At the ROS meetup mentioned earlier, I met a few engineers who were working on integrating ROS2 into a BlueROV2, a commercial underwater remotely-operated vehicle. This was extremely serendipitous since my final project essentially is integrating ROS into a BlueROV2 to create an underwater robot platform for Dr. Mitra Hartmann's lab to use in their experiments. So now I have some people that I can ask for help and advice for my final project.

In what way do you think your internship experience will impact the rest of your time in MSR as well as your career after graduation?

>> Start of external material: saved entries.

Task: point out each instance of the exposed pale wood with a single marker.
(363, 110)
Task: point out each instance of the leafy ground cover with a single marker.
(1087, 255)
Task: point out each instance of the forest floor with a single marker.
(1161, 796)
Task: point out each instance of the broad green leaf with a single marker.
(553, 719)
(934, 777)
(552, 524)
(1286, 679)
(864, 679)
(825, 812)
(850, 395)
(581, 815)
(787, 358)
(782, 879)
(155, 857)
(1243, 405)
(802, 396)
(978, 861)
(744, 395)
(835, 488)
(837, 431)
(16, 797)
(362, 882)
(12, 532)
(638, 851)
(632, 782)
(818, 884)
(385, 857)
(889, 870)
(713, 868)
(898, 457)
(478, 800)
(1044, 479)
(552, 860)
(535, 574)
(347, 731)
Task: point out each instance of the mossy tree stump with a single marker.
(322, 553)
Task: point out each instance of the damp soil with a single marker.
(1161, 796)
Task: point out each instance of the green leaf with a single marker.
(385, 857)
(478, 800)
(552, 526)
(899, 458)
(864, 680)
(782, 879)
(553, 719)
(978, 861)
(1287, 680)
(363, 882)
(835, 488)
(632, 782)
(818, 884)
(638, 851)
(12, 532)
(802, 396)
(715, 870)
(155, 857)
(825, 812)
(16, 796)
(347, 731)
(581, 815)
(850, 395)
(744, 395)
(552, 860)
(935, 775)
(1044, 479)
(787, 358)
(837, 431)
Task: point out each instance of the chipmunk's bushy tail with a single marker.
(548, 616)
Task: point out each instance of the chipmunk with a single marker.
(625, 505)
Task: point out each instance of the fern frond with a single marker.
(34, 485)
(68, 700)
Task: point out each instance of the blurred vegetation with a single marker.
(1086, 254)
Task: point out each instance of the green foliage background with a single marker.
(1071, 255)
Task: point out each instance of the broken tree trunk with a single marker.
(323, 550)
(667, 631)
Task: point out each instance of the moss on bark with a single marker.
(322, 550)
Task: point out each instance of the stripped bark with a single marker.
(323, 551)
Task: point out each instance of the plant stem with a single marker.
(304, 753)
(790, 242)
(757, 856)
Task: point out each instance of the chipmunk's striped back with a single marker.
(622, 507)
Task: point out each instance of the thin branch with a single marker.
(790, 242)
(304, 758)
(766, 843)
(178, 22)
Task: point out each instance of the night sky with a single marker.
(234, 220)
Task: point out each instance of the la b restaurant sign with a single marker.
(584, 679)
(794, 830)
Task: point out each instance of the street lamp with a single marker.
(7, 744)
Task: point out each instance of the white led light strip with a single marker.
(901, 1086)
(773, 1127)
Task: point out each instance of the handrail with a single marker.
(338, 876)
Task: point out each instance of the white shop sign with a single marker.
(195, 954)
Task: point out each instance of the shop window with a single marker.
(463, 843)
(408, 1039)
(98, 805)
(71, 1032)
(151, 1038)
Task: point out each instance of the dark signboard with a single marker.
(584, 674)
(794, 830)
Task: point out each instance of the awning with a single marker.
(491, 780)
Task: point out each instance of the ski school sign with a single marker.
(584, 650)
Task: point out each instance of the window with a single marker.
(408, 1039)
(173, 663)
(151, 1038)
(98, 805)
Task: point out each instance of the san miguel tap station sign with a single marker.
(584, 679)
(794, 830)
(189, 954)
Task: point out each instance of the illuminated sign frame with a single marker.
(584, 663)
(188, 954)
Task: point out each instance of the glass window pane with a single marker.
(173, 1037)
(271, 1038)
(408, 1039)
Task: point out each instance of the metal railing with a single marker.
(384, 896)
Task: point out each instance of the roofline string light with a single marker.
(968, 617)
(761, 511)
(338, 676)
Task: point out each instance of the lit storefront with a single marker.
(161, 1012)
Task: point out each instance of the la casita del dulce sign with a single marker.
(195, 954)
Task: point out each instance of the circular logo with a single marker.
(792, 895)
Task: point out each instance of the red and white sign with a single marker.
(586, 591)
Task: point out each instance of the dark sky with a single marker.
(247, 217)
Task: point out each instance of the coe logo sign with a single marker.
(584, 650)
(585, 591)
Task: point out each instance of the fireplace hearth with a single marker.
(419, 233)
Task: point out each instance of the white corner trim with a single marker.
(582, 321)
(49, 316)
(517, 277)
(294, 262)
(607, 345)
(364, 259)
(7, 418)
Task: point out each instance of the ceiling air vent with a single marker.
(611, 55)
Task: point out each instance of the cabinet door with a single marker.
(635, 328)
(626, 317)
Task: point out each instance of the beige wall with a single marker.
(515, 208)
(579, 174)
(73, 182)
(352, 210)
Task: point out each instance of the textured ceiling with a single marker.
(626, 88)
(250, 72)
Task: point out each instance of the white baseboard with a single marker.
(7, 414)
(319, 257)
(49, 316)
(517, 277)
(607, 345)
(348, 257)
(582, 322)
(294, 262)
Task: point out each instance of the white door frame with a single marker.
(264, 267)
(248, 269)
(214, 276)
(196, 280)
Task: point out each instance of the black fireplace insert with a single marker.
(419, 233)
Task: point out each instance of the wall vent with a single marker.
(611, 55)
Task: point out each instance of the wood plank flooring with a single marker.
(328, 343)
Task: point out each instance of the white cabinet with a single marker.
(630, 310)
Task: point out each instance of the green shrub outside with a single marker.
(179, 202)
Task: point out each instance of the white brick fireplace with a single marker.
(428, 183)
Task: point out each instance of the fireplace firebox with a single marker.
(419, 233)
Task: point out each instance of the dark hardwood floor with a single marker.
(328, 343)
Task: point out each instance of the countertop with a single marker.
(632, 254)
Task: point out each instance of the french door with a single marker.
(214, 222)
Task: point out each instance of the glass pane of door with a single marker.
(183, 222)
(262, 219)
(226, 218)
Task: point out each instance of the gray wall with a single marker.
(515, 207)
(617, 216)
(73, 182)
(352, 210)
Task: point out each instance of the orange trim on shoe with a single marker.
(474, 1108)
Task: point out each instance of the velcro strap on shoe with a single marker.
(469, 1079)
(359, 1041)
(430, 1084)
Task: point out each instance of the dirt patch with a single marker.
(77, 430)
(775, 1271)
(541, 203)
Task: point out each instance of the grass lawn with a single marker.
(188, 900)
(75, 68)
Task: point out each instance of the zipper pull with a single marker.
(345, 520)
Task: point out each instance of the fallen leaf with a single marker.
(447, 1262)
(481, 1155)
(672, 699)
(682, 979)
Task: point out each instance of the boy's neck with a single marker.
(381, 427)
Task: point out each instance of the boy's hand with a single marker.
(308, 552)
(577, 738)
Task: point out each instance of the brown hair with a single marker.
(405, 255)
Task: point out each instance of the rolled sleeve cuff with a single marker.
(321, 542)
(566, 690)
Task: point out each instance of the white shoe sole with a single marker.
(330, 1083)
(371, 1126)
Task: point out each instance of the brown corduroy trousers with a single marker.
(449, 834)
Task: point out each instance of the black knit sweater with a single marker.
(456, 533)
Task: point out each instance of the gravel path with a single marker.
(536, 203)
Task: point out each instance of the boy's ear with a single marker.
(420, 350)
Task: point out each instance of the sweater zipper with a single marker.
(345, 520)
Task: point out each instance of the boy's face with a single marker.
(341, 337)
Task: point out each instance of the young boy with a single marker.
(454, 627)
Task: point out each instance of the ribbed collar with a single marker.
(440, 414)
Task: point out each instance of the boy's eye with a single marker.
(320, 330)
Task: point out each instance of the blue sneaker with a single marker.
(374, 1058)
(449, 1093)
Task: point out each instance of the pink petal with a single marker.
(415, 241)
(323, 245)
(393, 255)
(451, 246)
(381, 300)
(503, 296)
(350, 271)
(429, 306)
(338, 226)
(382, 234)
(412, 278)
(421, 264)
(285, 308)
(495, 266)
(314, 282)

I would say that my time at MBARI really focused my career interests. That being said, underwater robotics is already a fair niche application of robotics and I want to work in a research-oriented setting, which limits options even further. It'll certainly be more difficult to fulfill these conditions, but I'm happy that I've found what I want to do.

Why do you think the internship opportunity is important to the overall MSR experience?

As graduate students, we're expected to have or develop specializations in our major. I think an internship serves to hone our specialties by adding another facet to our experiences. It's one thing to take a bunch of classes and do a project on a specialty, and something else to actually put it to use for a company or organization. In cases like mine, it can serve to affirm a specialty that I have chosen.